We were mid-way through Season 4 when COVID-19 reached the United States. Our production of The Dead Eye Boy completed its run on March 7, 2020. The city shut down the following week. We were unable to complete Season 4, and in Season 5 we produced a streaming production of Anna Deavere Smith’s Twilight: Los Angeles, 1992. Originally produced by the playwright as a one-woman show with Ms. Smith performing over 30 roles, Dirt Dogs instead chose to cast 32 local actors, and we rehearsed and filmed them under strict socially distanced guidelines. The cinematic theatrical production was made available on demand during the month of November 2020 and again in February 2021.
We launched our Season 6 in October 2021 with a production of The Revolutionists by Lauren Gunderson. In December, we continued our ULNEASHED series, which debuted in January 2020 with Jeff Goode’s The Eight: Reindeer Monologues. Both shows were well attended, showing us that people are excited about the return of live theatre.
Rehearsals have begun for our restaging of A Steady Rain, which we originally produced as the first show of our premiere season in 2016. We are hopeful that the current omicron surge will subside enough for our audiences to come back to MATCH when we open on February 18.
As Houston theater veteran, do you know of any other local student playwriting festivals or similar opportunities?

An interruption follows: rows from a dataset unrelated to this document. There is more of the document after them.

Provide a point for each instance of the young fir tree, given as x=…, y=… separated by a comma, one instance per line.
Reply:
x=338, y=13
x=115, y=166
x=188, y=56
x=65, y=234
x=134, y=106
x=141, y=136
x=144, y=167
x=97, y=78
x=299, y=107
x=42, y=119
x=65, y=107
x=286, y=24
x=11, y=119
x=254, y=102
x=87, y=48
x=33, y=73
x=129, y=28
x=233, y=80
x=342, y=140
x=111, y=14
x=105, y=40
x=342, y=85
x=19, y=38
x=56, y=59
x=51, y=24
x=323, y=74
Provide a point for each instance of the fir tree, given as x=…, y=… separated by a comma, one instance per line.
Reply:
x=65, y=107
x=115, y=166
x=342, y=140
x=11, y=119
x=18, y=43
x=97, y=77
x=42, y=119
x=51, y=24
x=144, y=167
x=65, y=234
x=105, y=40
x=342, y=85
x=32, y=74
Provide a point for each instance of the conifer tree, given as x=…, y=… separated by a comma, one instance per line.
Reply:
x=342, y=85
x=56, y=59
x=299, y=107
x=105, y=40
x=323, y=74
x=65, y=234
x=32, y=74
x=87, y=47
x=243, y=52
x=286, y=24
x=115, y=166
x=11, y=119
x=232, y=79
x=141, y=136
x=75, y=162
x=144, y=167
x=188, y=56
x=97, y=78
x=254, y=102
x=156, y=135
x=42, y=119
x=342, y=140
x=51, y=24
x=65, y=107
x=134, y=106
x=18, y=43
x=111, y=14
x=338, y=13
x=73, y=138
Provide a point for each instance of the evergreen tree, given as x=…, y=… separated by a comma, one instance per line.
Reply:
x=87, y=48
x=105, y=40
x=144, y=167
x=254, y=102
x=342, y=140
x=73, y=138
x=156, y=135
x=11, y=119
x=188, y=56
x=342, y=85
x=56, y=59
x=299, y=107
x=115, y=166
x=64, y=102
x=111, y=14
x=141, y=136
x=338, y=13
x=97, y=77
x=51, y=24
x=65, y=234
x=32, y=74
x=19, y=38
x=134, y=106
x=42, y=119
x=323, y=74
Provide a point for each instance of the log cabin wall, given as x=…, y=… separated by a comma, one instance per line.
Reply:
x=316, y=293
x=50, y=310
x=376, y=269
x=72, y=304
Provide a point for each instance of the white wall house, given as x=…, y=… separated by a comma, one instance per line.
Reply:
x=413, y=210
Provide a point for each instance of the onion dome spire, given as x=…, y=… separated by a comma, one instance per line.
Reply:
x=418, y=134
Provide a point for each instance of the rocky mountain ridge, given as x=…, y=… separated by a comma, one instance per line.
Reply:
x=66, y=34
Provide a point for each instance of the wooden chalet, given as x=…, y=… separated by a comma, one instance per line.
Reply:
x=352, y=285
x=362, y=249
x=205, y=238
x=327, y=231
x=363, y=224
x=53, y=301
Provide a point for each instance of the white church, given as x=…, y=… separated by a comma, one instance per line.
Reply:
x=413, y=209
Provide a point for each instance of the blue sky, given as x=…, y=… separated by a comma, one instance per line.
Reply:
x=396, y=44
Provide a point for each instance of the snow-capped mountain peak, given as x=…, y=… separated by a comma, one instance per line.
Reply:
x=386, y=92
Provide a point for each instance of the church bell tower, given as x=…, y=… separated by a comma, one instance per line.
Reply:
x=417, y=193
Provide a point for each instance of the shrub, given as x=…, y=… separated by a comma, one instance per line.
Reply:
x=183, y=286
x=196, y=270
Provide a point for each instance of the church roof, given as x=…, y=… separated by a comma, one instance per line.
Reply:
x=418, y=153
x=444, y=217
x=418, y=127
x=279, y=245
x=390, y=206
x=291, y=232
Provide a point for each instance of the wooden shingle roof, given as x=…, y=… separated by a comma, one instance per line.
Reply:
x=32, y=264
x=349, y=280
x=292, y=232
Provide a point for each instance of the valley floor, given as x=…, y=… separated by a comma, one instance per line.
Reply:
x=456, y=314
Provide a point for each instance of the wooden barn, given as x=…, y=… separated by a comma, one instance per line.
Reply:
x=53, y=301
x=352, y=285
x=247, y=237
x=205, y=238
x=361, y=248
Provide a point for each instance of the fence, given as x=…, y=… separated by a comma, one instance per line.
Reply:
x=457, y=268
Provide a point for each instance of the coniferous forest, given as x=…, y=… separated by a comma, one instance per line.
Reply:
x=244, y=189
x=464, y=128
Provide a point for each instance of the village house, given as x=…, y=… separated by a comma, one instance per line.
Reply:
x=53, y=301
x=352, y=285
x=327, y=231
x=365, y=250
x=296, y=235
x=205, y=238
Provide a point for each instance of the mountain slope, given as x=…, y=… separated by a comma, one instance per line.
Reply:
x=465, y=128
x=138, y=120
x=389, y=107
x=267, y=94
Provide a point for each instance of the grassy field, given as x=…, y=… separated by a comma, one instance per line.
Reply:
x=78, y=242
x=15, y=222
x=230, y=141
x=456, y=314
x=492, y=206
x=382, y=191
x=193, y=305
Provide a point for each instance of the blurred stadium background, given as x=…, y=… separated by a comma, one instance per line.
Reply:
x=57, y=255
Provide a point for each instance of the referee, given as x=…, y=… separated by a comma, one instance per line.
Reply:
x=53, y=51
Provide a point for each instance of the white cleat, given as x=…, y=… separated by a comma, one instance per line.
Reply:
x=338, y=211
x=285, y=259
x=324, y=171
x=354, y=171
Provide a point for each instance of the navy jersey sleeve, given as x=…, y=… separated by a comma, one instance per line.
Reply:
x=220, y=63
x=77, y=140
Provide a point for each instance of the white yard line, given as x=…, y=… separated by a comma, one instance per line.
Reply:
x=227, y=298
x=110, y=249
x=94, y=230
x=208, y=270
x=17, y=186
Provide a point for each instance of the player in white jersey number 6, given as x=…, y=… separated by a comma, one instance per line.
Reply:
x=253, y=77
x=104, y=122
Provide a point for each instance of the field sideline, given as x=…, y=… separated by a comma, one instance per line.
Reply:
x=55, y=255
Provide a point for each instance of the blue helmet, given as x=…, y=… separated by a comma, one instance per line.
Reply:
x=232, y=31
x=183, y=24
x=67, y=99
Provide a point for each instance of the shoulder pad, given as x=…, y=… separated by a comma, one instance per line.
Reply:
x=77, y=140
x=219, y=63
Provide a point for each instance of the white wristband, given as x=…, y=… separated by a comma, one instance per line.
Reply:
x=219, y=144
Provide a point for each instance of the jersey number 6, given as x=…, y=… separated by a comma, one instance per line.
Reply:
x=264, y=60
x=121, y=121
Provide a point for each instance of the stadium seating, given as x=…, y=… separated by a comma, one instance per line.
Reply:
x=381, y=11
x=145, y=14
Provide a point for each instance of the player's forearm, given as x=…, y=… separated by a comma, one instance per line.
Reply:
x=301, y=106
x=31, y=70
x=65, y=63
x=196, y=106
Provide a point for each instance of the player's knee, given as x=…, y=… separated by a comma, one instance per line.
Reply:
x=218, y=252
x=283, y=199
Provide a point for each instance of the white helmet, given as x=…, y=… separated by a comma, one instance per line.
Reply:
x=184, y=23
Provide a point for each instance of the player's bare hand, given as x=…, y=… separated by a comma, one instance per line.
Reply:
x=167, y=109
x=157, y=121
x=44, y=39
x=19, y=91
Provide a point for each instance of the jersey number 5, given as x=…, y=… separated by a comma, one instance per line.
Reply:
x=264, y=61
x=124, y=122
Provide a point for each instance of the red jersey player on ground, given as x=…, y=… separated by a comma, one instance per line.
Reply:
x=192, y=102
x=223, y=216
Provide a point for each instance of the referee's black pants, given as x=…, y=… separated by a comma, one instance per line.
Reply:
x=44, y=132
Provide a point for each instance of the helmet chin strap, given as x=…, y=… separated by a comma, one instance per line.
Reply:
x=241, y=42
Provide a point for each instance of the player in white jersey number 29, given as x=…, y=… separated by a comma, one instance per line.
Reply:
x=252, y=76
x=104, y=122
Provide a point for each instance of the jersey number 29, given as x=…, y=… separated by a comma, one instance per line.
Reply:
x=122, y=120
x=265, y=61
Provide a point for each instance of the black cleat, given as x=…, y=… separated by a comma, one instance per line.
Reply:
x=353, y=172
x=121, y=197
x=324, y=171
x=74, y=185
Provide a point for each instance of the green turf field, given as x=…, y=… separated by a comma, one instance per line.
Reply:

We are not aware of any other local or regional playwriting festivals that are specifically targeted at high school students. This is one of the reasons we decided to start the SPF. With encouragement and guidance, we hope that kids who are interested in theatre, and specifically the creation of new plays, will follow through on that urge. These kids are the future of the American theatre. Hopefully, Dirt Dogs Theatre Co. can have a positive impact on them.